Demonstration System

The demonstration shows the exploration of a digital video library consisting of various material from WQED's scientific video collection. Video paragraphing and alternate representations of the video such as text transcripts, image overviews, and skims allow the user of the library to retrieve relevant information more efficiently and easily.

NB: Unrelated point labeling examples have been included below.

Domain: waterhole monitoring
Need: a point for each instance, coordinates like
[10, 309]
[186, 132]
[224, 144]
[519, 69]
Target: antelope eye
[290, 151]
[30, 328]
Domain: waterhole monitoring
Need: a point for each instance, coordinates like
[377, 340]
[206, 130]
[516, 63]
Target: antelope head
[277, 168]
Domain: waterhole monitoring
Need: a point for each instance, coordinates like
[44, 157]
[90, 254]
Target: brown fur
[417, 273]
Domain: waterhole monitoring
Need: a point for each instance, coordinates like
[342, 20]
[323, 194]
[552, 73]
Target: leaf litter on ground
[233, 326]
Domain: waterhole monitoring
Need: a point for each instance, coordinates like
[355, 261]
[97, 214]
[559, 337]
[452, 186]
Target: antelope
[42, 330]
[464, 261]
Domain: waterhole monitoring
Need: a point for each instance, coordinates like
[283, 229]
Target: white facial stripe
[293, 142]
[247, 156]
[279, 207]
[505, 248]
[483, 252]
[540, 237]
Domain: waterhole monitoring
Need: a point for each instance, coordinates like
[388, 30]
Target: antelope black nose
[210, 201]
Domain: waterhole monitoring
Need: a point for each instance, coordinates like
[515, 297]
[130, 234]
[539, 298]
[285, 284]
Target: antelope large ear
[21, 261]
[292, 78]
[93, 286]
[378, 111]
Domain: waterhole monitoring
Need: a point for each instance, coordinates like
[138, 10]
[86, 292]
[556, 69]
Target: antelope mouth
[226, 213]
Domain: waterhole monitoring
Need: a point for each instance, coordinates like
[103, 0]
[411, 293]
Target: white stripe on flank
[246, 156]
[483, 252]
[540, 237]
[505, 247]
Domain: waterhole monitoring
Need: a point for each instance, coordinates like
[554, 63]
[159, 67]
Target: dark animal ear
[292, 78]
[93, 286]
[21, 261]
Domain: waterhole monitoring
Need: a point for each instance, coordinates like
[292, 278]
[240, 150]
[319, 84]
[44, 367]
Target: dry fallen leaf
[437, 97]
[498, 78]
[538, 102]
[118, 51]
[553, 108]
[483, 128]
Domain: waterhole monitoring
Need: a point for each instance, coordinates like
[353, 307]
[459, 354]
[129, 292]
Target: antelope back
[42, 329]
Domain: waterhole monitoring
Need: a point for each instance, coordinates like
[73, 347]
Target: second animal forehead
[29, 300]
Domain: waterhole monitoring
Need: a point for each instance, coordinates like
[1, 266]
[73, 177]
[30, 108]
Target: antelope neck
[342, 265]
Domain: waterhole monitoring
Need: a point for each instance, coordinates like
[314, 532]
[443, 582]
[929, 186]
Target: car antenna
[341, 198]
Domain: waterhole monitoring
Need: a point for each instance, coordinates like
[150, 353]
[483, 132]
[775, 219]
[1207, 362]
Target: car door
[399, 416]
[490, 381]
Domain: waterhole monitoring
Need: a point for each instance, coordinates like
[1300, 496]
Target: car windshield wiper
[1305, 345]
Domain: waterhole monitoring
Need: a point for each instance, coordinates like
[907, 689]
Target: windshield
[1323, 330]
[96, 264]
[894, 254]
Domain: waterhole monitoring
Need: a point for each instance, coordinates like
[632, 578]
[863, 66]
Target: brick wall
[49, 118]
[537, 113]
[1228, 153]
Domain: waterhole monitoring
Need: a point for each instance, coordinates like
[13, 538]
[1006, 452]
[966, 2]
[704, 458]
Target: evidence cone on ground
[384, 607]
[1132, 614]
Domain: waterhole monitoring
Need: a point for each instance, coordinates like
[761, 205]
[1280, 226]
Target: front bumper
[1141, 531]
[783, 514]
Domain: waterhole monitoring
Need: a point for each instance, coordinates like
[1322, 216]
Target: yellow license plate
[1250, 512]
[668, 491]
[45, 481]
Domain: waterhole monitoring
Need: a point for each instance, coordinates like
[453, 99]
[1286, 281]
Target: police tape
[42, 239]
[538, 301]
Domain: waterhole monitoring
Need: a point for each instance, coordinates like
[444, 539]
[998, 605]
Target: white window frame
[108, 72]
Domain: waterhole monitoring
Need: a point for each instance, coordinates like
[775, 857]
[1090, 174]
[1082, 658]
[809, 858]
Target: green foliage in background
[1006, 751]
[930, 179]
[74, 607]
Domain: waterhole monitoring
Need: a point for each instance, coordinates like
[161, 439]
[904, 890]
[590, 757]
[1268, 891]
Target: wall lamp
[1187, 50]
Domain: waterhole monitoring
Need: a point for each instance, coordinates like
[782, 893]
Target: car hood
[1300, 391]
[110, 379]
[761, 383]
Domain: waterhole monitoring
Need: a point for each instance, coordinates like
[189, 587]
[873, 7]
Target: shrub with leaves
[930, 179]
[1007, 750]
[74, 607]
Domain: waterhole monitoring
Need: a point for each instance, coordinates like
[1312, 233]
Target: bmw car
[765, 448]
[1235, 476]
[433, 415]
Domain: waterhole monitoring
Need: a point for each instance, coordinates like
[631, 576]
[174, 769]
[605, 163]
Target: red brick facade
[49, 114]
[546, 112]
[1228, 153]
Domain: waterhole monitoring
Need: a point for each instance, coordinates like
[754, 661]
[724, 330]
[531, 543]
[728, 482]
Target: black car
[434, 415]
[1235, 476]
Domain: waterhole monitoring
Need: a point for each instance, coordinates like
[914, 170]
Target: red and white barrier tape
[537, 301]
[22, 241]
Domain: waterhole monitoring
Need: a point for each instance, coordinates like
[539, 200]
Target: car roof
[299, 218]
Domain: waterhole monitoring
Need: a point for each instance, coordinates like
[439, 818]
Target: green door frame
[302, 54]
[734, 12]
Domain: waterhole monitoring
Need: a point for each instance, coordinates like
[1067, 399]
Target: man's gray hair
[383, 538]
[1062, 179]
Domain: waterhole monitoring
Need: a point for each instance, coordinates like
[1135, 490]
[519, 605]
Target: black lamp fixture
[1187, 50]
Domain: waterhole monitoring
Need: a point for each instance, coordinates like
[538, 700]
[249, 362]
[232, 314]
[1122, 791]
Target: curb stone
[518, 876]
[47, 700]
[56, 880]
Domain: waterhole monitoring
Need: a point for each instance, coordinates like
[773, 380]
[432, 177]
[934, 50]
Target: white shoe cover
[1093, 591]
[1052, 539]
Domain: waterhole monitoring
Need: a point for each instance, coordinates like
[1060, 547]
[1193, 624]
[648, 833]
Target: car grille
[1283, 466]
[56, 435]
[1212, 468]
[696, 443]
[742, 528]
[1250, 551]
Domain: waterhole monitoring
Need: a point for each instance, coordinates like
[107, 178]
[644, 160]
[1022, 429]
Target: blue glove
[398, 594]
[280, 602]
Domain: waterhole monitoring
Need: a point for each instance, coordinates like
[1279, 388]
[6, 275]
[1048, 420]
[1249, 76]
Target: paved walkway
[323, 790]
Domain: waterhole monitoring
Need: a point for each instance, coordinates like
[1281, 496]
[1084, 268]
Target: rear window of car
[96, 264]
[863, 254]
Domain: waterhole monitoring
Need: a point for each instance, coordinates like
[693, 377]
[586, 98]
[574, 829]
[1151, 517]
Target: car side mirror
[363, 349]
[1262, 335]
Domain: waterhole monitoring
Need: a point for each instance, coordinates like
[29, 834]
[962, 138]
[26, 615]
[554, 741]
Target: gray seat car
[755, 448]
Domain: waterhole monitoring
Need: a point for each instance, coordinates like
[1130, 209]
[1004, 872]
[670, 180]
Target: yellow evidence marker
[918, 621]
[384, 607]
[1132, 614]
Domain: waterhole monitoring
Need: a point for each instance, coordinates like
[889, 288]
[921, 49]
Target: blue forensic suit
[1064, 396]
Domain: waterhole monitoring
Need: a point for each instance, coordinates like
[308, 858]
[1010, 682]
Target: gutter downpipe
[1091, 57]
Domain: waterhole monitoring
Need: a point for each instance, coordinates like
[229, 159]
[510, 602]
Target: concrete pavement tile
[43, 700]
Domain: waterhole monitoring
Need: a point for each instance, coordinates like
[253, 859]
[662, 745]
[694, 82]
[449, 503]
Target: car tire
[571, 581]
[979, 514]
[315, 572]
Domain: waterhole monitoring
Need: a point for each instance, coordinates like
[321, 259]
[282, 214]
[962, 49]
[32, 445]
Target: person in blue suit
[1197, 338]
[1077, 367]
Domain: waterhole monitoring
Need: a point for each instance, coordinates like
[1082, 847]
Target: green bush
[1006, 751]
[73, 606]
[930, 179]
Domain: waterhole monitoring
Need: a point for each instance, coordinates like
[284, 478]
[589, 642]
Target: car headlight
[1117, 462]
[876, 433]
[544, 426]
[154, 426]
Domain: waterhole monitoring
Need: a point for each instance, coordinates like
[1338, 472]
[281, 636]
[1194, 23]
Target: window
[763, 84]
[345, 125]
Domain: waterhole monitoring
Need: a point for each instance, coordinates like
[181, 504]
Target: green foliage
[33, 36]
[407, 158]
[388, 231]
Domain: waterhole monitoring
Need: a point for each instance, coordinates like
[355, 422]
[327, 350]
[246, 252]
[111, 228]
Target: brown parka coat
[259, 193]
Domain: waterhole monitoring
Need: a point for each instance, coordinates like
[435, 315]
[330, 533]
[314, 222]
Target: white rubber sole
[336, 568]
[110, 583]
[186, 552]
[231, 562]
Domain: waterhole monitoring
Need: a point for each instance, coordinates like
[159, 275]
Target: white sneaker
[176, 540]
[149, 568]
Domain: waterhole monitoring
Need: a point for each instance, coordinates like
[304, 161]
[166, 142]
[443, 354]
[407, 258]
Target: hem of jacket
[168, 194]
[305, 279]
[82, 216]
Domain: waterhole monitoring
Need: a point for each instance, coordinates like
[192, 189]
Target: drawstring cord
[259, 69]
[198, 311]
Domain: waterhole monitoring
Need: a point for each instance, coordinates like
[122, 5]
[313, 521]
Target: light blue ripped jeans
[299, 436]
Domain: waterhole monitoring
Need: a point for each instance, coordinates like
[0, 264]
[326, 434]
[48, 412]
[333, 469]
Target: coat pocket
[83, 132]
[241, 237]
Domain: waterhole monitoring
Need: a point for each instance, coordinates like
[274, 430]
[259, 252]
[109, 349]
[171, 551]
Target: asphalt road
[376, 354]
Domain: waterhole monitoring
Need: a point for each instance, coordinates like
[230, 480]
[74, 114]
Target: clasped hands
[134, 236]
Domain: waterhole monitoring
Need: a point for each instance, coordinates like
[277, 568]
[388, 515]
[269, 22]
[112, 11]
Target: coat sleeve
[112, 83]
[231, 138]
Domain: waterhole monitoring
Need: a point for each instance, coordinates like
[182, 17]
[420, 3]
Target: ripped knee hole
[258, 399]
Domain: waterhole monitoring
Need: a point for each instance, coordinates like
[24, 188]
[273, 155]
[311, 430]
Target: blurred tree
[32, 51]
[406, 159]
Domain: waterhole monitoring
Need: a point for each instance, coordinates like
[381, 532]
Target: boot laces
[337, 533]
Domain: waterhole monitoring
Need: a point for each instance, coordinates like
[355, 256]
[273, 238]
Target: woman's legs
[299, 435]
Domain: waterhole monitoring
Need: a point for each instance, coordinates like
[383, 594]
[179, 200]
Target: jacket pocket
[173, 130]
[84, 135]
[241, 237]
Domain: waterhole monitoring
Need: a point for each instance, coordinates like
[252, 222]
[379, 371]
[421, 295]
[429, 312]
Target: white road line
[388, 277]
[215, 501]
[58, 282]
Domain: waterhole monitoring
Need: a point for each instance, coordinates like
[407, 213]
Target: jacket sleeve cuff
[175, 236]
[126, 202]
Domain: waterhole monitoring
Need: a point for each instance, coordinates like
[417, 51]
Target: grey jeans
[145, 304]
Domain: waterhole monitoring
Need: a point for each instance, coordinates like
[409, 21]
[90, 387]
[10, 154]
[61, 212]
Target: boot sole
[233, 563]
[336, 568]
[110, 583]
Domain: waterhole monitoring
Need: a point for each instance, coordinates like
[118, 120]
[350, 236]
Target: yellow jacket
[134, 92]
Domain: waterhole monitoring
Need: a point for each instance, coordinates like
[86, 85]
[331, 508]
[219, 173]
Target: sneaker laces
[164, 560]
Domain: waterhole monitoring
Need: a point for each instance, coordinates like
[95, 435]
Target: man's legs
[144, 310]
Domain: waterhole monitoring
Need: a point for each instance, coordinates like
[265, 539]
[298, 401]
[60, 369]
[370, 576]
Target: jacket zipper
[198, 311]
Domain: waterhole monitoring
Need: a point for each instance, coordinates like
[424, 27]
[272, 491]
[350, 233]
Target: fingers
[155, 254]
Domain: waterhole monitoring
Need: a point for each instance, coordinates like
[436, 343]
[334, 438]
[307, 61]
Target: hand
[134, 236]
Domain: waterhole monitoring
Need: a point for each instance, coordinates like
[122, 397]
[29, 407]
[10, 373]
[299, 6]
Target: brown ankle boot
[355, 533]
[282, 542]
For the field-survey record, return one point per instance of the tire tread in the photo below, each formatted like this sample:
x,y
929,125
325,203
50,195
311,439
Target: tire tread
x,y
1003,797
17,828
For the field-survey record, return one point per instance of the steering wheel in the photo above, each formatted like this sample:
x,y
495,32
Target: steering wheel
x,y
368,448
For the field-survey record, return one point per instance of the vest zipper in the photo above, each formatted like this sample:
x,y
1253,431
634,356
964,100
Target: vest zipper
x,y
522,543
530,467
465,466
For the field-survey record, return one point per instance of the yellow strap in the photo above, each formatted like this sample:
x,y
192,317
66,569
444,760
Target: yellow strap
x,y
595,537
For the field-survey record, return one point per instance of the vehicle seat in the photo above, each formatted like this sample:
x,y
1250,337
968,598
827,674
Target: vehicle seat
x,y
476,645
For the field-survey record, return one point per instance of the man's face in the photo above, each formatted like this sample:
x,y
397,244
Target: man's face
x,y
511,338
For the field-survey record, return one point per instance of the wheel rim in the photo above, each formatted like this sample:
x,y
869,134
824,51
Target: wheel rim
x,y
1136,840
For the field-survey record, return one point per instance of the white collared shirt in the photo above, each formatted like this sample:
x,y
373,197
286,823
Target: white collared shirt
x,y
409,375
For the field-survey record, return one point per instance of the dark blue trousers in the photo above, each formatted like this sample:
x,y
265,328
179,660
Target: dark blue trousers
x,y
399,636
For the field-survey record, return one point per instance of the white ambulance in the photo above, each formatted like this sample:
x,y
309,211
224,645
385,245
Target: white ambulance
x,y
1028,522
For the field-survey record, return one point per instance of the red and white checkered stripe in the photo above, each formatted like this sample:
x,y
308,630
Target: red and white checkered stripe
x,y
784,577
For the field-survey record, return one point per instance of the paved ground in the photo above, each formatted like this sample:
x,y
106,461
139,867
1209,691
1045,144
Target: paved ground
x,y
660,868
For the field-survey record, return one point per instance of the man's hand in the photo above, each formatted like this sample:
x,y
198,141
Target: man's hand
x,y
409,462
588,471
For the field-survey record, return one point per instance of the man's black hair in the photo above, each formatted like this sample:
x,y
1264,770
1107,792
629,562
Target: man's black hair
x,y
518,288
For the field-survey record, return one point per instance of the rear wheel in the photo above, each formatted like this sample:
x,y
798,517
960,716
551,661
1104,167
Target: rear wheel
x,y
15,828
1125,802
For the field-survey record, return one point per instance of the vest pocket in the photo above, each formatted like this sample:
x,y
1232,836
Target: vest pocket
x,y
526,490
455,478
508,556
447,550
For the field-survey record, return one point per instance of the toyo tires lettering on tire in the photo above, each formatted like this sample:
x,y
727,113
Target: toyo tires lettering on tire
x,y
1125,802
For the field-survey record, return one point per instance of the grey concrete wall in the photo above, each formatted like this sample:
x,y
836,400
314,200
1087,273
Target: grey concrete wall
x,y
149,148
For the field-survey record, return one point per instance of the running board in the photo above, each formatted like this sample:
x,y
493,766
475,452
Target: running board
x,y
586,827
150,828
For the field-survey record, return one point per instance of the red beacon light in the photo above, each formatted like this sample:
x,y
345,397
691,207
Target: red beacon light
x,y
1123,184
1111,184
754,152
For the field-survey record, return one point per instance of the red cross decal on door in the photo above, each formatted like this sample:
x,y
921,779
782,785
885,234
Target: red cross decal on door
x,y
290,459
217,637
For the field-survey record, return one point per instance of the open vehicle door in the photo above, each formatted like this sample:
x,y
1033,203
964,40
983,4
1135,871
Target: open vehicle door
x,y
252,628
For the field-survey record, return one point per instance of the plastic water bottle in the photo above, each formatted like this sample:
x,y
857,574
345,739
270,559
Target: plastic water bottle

The system utilizes the automated methods of image and audio segmentation for creating the video paragraphs. Image processing is used to create alternate representations for a video paragraph, from a single representative image or "poster frame" to a family of poster frames or "paragraph filmstrip" to a skim with a temporal component. Speech processing is used to create and augment these representations as well, from synchronizing text transcripts to the video to assisting in the creation of skims. At present, many of the other components used in the system are created in a computer assisted manner. Future library creation will be streamlined through improved integration of image and natural language processing for automated scene characterization and speech recognition for automated transcript generation. Forthcoming improvements will also include access to data transmitted by high speed networks, and empirically validated, age-appropriate user interfaces with multimodal query support.

<-- Table of Contents

References

[Christel95]: Christel, M., Stevens, S., Kanade, T., Mauldin, M., Reddy, R., Wactlar, H., "Techniques for the Creation and Exploration of Digital Video Libraries," to appear as Chapter 17 in Multimedia Tools and Applications (Volume 2), B. Furht, ed. Boston, MA: Kluwer Academic Publishers, 1995.
[Hauptmann95]: Hauptmann, A., and Smith, M., "Text, Speech, and Vision for Video Segmentation: The Informedia TM Project," AAAI Fall 1995 Symposium on Computational Models for Integrating Language and Vision, in press.
[Hwang94]: Hwang, M., Rosenfeld, R., Thayer, E., Mosur, R., Chase, L., Weide, R., Huang, X., Alleva, F., "Improving Speech Recognition Performance via Phone-Dependent VQ Code-books and Adaptive Language Models in SPHINX-II," ICASSP-94, vol. I, pp. 549-552.
[Mauldin91]: Mauldin, M., "Information Retrieval by Text Skimming," PhD Thesis, Carnegie Mellon University. August 1989. Revised edition published as "Conceptual Information Retrieval: A Case Study in Adaptive Partial Parsing," Kluwer Press, Sept. 1991.
[Smith95]: Smith, M., Kanade, T., "Video Skimming for Quick Browsing Based on Audio and Image Characterization," Carnegie Mellon University technical report CMU-CS-95-186, July 1995. Also submitted to PAMI Journal (Pattern Analysis and Machine Intelligence), 1995.